The sharp turnaround in the economy coupled with a drop in Covid cases over the past few weeks has led Credit Suisse upgrade its stance on India to ‘overweight’ is its Asia pacific (APAC) model portfolio. India, it believes, looks much better positioned cyclically and relative to the pandemic.
“India suffered a severe outbreak but has seen a dramatic drop in infections, likely due at least in part to achievement of herd immunity in some locations. Earnings per share (EPS) momentum is among the regions’ strongest. Its credit cycle is at an earlier stage than perhaps all other APAC markets. The scope for rate cuts is greater than in perhaps every other market save Indonesia,” wrote Dan Fineman, co-head of equity strategy for Asia Pacific at Credit Suisse in a February 16 note.
Within Asia Pacific (ex-Japan), Credit Suisse is now biased towards second-phase Covid recovery markets—Korea, India, Australia, Singapore, and Hong Kong— and away from the early recovery markets (China and Taiwan) and the late-recovery markets in Asean.

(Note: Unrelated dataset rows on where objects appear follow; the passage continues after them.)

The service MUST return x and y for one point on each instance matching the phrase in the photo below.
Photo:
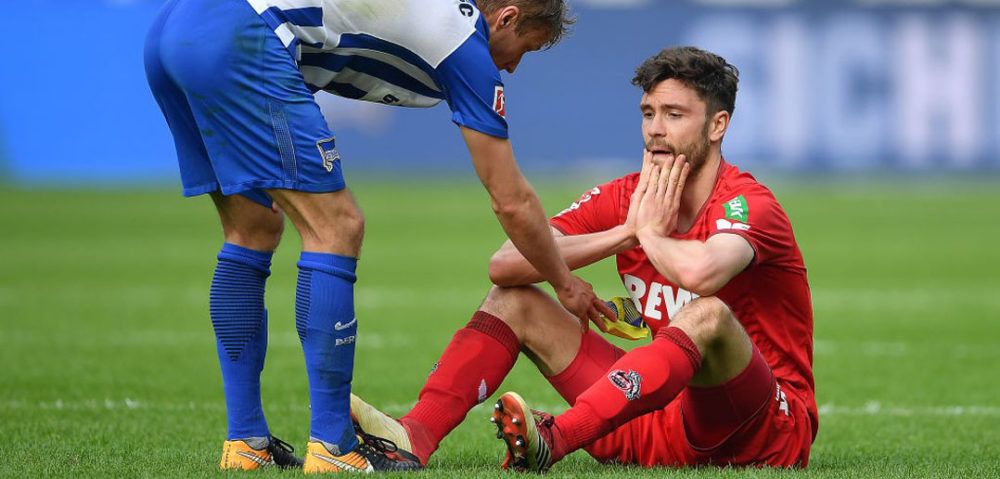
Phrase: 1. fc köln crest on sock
(629, 382)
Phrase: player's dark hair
(710, 75)
(551, 15)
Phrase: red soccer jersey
(770, 297)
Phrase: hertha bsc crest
(328, 151)
(499, 101)
(628, 382)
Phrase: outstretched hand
(661, 199)
(578, 298)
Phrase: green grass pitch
(108, 369)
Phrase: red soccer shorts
(752, 419)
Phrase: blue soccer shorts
(241, 115)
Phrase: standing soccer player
(710, 262)
(235, 80)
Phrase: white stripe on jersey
(393, 60)
(376, 89)
(395, 33)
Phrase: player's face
(674, 122)
(507, 46)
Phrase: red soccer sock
(643, 380)
(472, 367)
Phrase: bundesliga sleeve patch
(499, 102)
(737, 209)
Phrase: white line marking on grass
(901, 348)
(913, 300)
(875, 408)
(871, 408)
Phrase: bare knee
(249, 224)
(707, 320)
(513, 306)
(724, 345)
(327, 222)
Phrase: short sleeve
(754, 214)
(596, 210)
(472, 86)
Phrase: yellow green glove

Among other regions, Credit Suisse has downgraded China from 'Overweight' to 'Market Weight' in an APAC portfolio as it feels the most exciting period of its recovery has passed.

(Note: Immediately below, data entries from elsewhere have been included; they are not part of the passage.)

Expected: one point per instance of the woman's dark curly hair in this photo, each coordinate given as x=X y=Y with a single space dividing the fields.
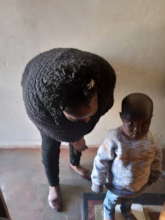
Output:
x=71 y=77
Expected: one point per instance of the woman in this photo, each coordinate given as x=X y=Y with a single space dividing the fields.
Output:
x=65 y=93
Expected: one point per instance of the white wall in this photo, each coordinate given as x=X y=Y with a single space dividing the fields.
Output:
x=129 y=34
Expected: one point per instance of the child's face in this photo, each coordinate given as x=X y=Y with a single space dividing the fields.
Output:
x=135 y=129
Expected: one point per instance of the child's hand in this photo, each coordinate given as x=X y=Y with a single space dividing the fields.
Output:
x=96 y=188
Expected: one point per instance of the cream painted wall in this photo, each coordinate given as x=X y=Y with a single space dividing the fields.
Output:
x=129 y=34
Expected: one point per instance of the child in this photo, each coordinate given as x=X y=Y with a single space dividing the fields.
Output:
x=128 y=160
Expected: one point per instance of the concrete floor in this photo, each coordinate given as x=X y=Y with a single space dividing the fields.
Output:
x=25 y=188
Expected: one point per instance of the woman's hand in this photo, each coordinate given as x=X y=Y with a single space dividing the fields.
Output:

“China has limited potential for future GDP gains, negative EPS momentum relative to the region, late-cycle valuations and the region’s biggest potential payback from pandemic-related current account windfalls. We also cut Thailand from ‘overweight’ to ‘Market Weight’ for the opposite reason – that the most exciting phase of its recovery lies too far in the future in the first half of 2022 (H1'22),” Fineman wrote.

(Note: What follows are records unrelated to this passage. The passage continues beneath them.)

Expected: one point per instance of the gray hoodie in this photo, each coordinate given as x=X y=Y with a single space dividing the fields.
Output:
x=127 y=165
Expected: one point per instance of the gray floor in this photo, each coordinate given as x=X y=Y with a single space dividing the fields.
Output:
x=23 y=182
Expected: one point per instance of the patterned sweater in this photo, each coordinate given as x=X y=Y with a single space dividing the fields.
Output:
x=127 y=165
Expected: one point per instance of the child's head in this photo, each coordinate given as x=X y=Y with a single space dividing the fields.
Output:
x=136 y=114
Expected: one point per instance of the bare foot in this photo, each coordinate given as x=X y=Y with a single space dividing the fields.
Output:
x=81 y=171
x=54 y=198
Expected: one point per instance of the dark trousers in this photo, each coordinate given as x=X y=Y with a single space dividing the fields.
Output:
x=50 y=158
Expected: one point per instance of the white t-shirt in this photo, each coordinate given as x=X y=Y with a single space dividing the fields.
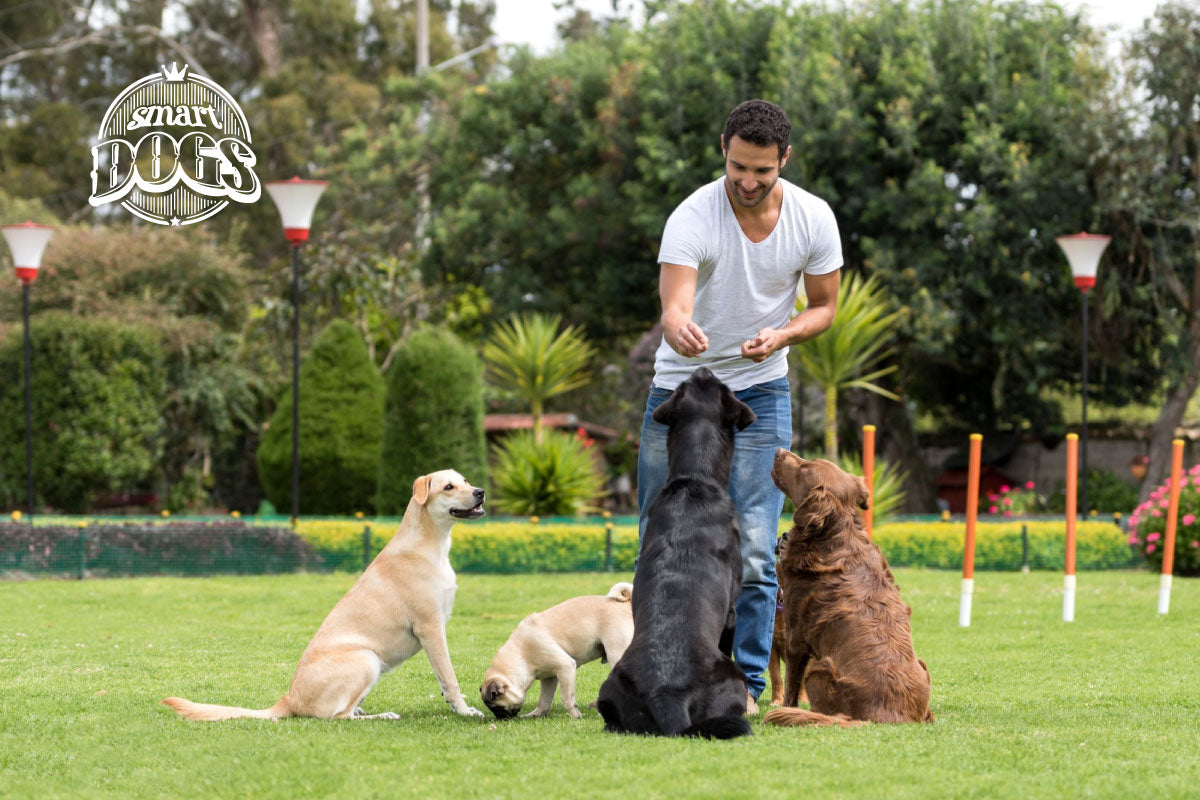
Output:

As regards India, the change in stance comes despite a sharp up move in equities from their March 2020 low. Since then, the S&P BSE Sensex and the Nifty50 have moved up around 96 per cent each. The rally in mid-and small-caps has been sharper, with both these indexes gaining 104 per cent and 121 per cent, respectively during this period on the BSE.
Credit Suisse expects inflation to rise in developed markets (DMs), and Australia typically is APAC's biggest beneficiary of rising consumer price inflation (CPI). “As with India, earnings momentum is strong, and the credit cycle early. The currency is one of the regions’ cheapest on a real effective exchange rate (REER) basis,” the brokerage house said.
Meanwhile, the economy seems to be getting back on track sooner-than-expected. The Nomura India Business Resumption Index (NIBRI) – a gauge used by the brokerage house to track economic activity in the country in the backdrop of the pandemic – picked up to 98.1 (provisionally) for the week ending February 14 from 95.9 the preceding week, which suggests activity is now only around 2 percentage points (pp) below pre-pandemic levels.
A similar indicator used by BofA - the BofA India Activity Indicator – rose by 1.7 per cent in December after declines of -0.6 per cent and -0.8 per cent in November and October 2020, respectively. It ended the December quarter with a flattish 0.1 per cent growth, but has recovered sharply from -4.5 per cent in the September quarter and -20.7 per cent in the June quarter.
“We expect the growth uptrend to gain further momentum, with real GDP growth likely to rise by an above-consensus 13.5 per cent y-o-y in FY22 (year-end March 2022) from - 6.7 per cent in FY21, due to a combination of the lagged impact of easy financial conditions, stronger global growth, higher government spending and base effects,” wrote Sonal Varma, managing director and chief India economist at Nomura in a February 13 report co-authored with Aurodeep Nandi.